My mother didn't know the truth after we divorced, and she didn't want my ex-wife to take away the marriage room, so she ran to ask her: "Why did you take the house bought by the in-laws?" ”

She was already articulate, she was very calculated, and she had prepared her words in advance, and even my mother could not do anything.

She said, "Just because I gave birth to a son for your family, it is indispensable!" Besides, I left my son to your son, and of course the marriage room should belong to me. Can't you let your son take advantage of all the benefits? The children belong to him, the house belongs to him, so what is the meaning of my marriage to him? I wronged myself to marry someone I didn't like, and risked my life to give him a son, shouldn't I be rewarded with something? I traded fairly with my son, and since he signed the divorce agreement, it means that he agrees to this way of distributing property, what qualifications do you have to question me? ”

My mother said that she could not do it, and when she returned home, she became angry with me: "I did not agree with you marrying her from the beginning, you prefer to marry, now it's okay, right?" The house has been calculated and left a mess for you, you are such an honest person, play with such a person, can you play with her? ”

What else can I do but admit it? I am still an honest person, still honest and weak, dare not make demands, do not dare to argue with people. I can only learn the lesson of staying away from women who are too scheming later in life.

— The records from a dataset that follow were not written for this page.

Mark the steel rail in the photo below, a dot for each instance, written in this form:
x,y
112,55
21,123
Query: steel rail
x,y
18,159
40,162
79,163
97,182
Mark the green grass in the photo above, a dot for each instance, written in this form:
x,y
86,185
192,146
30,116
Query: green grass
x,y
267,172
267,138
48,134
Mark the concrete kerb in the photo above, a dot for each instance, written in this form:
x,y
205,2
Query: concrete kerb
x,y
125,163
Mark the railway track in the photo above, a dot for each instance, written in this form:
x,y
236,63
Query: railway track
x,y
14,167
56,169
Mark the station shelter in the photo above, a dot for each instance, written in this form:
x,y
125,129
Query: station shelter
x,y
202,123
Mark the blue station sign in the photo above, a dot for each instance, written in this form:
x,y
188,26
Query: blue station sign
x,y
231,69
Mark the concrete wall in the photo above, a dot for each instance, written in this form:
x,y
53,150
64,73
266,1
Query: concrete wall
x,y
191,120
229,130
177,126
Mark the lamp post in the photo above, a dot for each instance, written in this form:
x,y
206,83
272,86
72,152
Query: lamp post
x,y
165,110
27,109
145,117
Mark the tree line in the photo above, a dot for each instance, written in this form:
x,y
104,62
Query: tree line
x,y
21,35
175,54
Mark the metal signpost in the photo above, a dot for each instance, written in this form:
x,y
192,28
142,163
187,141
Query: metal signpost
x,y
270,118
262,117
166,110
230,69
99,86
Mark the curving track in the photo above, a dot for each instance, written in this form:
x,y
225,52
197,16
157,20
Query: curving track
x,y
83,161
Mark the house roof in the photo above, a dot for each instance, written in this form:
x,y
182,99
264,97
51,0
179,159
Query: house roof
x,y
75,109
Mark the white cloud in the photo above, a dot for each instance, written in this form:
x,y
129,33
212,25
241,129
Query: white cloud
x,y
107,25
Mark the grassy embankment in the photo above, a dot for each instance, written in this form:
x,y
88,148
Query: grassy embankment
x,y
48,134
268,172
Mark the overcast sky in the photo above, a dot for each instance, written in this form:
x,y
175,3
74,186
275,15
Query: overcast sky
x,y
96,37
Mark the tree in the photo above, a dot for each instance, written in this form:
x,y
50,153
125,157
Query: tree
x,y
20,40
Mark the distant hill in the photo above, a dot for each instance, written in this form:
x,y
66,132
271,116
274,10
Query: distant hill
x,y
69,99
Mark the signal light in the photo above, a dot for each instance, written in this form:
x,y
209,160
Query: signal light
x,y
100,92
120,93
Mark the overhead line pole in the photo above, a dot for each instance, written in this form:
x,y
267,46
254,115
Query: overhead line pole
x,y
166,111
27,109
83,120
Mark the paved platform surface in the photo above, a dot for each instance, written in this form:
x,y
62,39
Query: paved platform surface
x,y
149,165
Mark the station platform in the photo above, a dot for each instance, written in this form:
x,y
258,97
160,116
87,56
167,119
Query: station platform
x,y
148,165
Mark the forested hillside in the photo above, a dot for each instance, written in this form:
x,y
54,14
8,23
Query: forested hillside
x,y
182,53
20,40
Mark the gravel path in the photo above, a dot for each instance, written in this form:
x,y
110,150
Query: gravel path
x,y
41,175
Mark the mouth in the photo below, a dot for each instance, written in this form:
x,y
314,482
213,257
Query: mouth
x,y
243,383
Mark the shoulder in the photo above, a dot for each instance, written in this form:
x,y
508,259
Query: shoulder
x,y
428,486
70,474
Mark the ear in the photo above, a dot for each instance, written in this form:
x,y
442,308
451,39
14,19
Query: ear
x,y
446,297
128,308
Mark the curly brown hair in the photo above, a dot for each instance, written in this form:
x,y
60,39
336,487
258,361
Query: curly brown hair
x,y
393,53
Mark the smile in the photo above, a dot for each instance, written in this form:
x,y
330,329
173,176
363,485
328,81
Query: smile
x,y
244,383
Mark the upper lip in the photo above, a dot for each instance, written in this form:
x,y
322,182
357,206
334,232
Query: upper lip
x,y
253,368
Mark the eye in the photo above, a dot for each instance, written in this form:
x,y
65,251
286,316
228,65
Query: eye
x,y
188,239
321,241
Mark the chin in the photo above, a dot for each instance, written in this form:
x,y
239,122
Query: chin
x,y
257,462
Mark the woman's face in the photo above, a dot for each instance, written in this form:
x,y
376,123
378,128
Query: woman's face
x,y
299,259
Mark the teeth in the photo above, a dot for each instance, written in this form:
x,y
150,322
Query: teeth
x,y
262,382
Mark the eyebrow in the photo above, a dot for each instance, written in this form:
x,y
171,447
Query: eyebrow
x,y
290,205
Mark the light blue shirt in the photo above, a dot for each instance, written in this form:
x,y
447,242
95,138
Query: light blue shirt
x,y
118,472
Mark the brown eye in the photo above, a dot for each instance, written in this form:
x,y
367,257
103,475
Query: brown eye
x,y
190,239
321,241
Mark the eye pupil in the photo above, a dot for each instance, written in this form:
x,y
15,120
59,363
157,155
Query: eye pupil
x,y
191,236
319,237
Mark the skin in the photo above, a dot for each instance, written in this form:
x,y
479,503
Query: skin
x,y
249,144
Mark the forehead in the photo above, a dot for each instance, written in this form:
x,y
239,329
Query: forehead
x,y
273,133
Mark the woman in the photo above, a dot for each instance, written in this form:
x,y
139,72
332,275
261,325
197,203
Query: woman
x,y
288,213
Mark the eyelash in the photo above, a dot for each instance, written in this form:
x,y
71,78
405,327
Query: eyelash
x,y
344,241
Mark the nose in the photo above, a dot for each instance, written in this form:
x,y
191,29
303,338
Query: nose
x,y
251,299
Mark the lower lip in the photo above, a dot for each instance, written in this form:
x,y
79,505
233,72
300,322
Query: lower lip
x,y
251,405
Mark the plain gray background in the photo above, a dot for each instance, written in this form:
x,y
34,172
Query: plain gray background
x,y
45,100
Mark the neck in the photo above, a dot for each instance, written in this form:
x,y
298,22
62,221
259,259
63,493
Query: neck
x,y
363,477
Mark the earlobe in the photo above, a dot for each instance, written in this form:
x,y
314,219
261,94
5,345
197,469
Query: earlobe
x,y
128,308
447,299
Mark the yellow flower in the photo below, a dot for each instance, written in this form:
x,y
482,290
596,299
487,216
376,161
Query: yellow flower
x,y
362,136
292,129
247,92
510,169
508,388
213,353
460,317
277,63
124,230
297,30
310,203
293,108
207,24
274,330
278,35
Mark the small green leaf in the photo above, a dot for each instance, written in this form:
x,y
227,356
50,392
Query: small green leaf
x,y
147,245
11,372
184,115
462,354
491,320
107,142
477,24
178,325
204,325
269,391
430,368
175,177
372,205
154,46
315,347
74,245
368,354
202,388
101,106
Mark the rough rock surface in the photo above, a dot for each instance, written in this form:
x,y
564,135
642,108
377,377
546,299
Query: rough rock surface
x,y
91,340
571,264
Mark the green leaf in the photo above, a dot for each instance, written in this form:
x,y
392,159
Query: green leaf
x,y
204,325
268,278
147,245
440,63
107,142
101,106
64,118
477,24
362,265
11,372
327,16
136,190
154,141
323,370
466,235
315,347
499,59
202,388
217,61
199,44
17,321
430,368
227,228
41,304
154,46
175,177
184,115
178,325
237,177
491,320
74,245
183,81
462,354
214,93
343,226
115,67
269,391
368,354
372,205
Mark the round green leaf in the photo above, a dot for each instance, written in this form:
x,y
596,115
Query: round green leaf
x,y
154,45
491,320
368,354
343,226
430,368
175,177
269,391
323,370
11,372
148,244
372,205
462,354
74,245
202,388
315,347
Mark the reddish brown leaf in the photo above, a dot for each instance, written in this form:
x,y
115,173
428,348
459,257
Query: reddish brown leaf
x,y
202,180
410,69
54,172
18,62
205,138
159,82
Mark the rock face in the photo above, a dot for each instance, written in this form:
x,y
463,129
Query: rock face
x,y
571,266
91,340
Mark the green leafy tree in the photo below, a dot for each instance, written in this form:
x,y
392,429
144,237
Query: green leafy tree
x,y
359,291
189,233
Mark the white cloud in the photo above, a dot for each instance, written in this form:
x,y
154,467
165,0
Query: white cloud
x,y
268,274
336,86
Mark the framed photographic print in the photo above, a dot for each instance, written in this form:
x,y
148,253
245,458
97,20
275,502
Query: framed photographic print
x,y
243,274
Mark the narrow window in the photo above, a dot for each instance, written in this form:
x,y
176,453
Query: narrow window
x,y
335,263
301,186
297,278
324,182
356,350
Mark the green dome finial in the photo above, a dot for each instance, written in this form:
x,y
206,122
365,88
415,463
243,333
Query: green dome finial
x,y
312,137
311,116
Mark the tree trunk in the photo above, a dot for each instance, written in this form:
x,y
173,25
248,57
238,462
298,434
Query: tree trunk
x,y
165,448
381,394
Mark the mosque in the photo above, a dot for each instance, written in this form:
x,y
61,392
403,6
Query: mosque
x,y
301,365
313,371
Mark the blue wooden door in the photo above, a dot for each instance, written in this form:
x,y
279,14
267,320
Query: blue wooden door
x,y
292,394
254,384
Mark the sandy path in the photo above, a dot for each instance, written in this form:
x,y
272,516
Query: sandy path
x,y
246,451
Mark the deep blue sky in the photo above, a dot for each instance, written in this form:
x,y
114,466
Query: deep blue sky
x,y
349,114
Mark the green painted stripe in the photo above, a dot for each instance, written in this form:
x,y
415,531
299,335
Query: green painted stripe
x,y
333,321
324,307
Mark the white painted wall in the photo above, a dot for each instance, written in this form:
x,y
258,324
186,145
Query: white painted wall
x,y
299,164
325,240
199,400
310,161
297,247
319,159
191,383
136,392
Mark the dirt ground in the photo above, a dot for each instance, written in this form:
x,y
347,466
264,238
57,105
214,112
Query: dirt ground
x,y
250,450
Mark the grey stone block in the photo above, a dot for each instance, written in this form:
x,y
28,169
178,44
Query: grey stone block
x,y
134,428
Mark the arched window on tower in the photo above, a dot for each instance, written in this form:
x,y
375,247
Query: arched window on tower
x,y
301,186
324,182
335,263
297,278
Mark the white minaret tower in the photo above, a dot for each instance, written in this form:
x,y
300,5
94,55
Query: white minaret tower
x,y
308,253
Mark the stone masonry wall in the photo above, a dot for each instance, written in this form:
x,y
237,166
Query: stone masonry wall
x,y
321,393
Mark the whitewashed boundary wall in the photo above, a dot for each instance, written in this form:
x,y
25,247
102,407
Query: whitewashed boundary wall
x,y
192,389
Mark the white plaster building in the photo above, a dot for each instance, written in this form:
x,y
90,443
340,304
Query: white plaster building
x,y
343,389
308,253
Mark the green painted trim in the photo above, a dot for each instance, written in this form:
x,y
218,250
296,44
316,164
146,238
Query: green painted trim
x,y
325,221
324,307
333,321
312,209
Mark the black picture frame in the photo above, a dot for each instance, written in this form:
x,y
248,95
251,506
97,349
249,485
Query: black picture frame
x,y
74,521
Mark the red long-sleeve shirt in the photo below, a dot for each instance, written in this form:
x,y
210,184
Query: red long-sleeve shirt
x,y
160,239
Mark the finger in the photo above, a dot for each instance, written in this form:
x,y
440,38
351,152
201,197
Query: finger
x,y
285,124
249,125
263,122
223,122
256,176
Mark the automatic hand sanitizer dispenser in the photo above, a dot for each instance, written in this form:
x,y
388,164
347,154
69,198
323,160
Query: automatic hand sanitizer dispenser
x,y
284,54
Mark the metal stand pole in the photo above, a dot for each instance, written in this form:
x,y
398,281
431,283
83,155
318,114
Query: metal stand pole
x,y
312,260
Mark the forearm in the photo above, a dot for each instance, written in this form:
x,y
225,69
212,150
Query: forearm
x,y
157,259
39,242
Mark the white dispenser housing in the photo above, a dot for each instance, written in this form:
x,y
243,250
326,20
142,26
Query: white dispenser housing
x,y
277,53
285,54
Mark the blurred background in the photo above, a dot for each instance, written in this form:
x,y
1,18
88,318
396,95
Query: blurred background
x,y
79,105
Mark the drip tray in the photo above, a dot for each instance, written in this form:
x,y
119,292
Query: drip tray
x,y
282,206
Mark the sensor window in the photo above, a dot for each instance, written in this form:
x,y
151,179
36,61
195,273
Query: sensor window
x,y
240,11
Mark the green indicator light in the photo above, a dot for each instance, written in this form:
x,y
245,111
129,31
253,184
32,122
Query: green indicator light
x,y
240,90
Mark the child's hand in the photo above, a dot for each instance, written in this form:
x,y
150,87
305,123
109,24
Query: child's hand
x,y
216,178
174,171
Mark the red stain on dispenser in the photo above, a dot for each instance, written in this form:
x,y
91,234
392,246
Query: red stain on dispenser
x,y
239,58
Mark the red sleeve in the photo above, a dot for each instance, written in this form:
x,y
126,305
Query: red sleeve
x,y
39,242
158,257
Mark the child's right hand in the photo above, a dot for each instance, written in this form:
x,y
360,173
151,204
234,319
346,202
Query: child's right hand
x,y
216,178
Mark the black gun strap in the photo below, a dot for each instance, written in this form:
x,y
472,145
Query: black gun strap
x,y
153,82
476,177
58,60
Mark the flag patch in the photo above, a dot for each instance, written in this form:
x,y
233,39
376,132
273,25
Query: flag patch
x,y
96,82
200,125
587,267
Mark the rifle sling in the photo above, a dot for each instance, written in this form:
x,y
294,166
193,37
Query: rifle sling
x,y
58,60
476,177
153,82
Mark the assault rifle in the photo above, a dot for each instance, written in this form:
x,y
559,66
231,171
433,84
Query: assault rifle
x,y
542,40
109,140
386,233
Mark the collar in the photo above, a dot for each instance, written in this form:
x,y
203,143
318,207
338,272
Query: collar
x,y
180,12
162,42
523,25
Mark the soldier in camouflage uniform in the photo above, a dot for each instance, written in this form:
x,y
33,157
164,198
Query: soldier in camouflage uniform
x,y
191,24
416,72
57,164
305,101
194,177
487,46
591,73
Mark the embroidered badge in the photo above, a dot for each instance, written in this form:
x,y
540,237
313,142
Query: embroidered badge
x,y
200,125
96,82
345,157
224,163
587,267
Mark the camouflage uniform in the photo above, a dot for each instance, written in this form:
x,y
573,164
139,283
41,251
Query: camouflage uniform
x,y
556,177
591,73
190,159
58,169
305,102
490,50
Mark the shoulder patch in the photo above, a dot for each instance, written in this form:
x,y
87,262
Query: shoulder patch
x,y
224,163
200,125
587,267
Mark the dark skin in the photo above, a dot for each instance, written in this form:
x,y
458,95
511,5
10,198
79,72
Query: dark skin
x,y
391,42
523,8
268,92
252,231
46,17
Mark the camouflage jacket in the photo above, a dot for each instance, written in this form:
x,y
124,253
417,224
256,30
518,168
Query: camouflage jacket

Honest people should not marry too strong wives, otherwise sooner or later they will suffer a big loss, don't believe it

Donglin Xiting Emotional Advice:

Although it is possible to change people's personality and temperament, it is not so easy to change.

It is difficult for Lin Daiyu to turn herself into Wang Xifeng, Lin Chong is difficult to turn herself into Wu Song, and the differences in the temperament of these people in literary and artistic works are the same in reality, and it is difficult for honest people to turn themselves into an dishonest person.

For example, the man above, his state before and after the divorce shows that he is an honest and weak person, his wife and him are very different personalities, she wants to calculate him, it is not difficult for her, but for him, if you want to refuse, resist, or argue like her, you can't do it.

From this point of view, the advice his mother had given him was very reasonable. It is not that honest people are necessarily not suitable for marrying people of other personalities, the key lies in whether the other party is a good person, whether they are reasonable, and whether they are calculating.

If the other party is a good person, a cheerful personality can indeed complement the character of an honest person; but if the other party is not a good person, the honest person will definitely suffer losses, not only will be bullied in marriage, but also suffer a big loss in divorce, because honest people are the least good at bargaining.

In contrast, honest people do marry honest people better, at least the two sides are a type of person, encounter any problem is easy to discuss, even if the final divorce, can also fairly distribute property, there will be no situation where no one suffers a big loss.